Heru Wahyudi, pemilik kerajinan berbahan dasar paralon. Foto: Liputanindo.id/Ade Hapsari.
Jakarta: Pandemi covid-19 menjadi titik balik bagi Heru Wahyudi Demi memulai usaha kerajinan berbahan dasar paralon atau polyvinyl chloride (PVC). Berbekal modal Sekeliling Rp500 ribu, Anggota Jatimulyo, Tegalrejo, Yogyakarta, itu kini Bisa meraih omzet hingga Rp10 juta per bulan Demi mengikuti pameran.
Heru mengaku pendapatannya sempat Tak menentu selama pandemi karena pekerjaan yang dijalaninya kerap terhenti. Kondisi tersebut mendorongnya mencari Kesempatan usaha baru yang belum banyak digarap di Yogyakarta.
“Saya kurang lebih merintis Tamat 4-5 tahunan. Karena Terdapat pandemi, kadang kerja, kadang nggak. Saya cari kerajinan yang belum Terdapat di Yogyakarta,” ujar Heru kepada Liputanindo.id, Demi ditemui di Jakarta Fair Kemayoran (JFK) 2026, Jakarta.
PVC merupakan material plastik sintetis yang ringan, tahan air, tahan karat, tahan terhadap bahan kimia, serta banyak digunakan dalam berbagai kebutuhan industri maupun rumah tangga. Menonton belum banyak pelaku usaha yang memanfaatkan paralon bekas sebagai produk kerajinan, Heru mulai bereksperimen dan mempelajari proses pembuatannya melalui kanal YouTube.
“Saya Hasil karya bikin dari paralon. Kenapa paralon? Karena bahannya mudah dicari. Kita juga Lagi Bisa memanfaatkan bahan Sirkulasi ulang. Kalau pesanan banyak baru beli bahan baru,” katanya.
Dari bahan tersebut, Heru menghasilkan Variasi produk, mulai dari asbak, tempat tisu, nampan, hingga dekorasi rumah.
Demi ini, omzet usahanya berkisar Rp3,5 juta hingga Rp5 juta per bulan. Nilai tersebut dapat meningkat hingga Sekeliling Rp10 juta ketika mengikuti pameran seperti Jakarta Fair.

Heru Wahyudi, pemilik kerajinan berbahan dasar paralon. Foto: Liputanindo.id/Ade Hapsari.
Lolos seleksi pameran
Heru mengatakan keikutsertaannya di Jakarta Fair berawal dari informasi yang disampaikan Pemerintah Daerah Istimewa Yogyakarta mengenai seleksi peserta pameran.
Dari proses seleksi tersebut, hanya 10 pelaku UMKM yang terpilih Demi mengikuti pameran.
“Kita seleksi, dipilih Hanya 10 orang.

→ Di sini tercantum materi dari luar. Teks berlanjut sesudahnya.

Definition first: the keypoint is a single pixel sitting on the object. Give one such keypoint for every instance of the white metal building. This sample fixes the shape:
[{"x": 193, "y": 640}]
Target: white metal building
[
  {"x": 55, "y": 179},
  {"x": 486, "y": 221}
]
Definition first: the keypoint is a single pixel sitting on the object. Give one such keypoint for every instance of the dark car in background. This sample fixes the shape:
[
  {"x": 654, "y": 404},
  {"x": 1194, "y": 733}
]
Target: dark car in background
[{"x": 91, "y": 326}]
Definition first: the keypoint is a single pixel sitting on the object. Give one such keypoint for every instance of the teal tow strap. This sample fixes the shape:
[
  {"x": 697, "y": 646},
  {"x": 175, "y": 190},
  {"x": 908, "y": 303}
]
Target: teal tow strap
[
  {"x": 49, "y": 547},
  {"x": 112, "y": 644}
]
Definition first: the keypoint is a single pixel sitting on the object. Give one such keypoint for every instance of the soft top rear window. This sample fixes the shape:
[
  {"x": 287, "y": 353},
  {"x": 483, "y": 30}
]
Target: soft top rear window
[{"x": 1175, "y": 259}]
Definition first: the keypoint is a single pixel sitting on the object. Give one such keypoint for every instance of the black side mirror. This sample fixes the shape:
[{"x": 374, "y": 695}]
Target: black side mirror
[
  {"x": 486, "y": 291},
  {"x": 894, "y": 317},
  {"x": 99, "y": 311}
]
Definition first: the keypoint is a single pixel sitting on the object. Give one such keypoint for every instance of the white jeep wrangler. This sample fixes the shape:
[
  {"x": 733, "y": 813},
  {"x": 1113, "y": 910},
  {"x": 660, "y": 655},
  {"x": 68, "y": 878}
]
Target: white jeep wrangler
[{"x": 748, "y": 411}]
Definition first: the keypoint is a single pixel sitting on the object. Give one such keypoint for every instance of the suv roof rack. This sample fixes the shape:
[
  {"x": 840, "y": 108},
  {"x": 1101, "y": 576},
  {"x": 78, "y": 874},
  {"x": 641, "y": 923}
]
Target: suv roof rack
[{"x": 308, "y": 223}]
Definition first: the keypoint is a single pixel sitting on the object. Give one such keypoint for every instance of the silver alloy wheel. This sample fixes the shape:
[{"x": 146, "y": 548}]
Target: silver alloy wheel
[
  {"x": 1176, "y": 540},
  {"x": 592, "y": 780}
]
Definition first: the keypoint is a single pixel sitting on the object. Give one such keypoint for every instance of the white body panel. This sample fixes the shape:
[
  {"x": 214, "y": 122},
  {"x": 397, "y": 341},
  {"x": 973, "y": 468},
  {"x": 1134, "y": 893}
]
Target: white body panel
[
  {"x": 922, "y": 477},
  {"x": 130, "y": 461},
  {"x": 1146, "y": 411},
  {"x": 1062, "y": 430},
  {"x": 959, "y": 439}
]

Alhamdulillah sudah tiga tahun berturut-turut ikut. Pendapatan Mekanis naik dan kita juga Bisa mencari buyer,” ujarnya.
Usaha yang dijalankan Berbarengan dua rekannya itu kini telah melayani pesanan dari berbagai daerah, seperti Nusa Tenggara Timur, Palembang, Sumatra, dan Kalimantan.
Produk kerajinan PVC miliknya juga dipasarkan di kawasan Malioboro serta Bandara Yogyakarta.
Berawal dari modal Rp500 ribu
Heru mengungkapkan usaha tersebut dirintis dengan modal Sekeliling Rp500 ribu.
Proses produksinya dimulai dari mengumpulkan bahan baku, memotong paralon sesuai desain, melakukan proses pembakaran Demi menghasilkan motif, menghaluskan permukaan, membentuk produk, merakit, hingga tahap pewarnaan sebelum dipasarkan.
Ke depan, ia berkomitmen Maju menghadirkan produk baru agar usahanya tetap berkembang.
“Kita harus banyak produk-produk baru. Harus Maju berinovasi dan mengikuti tren,” kata dia.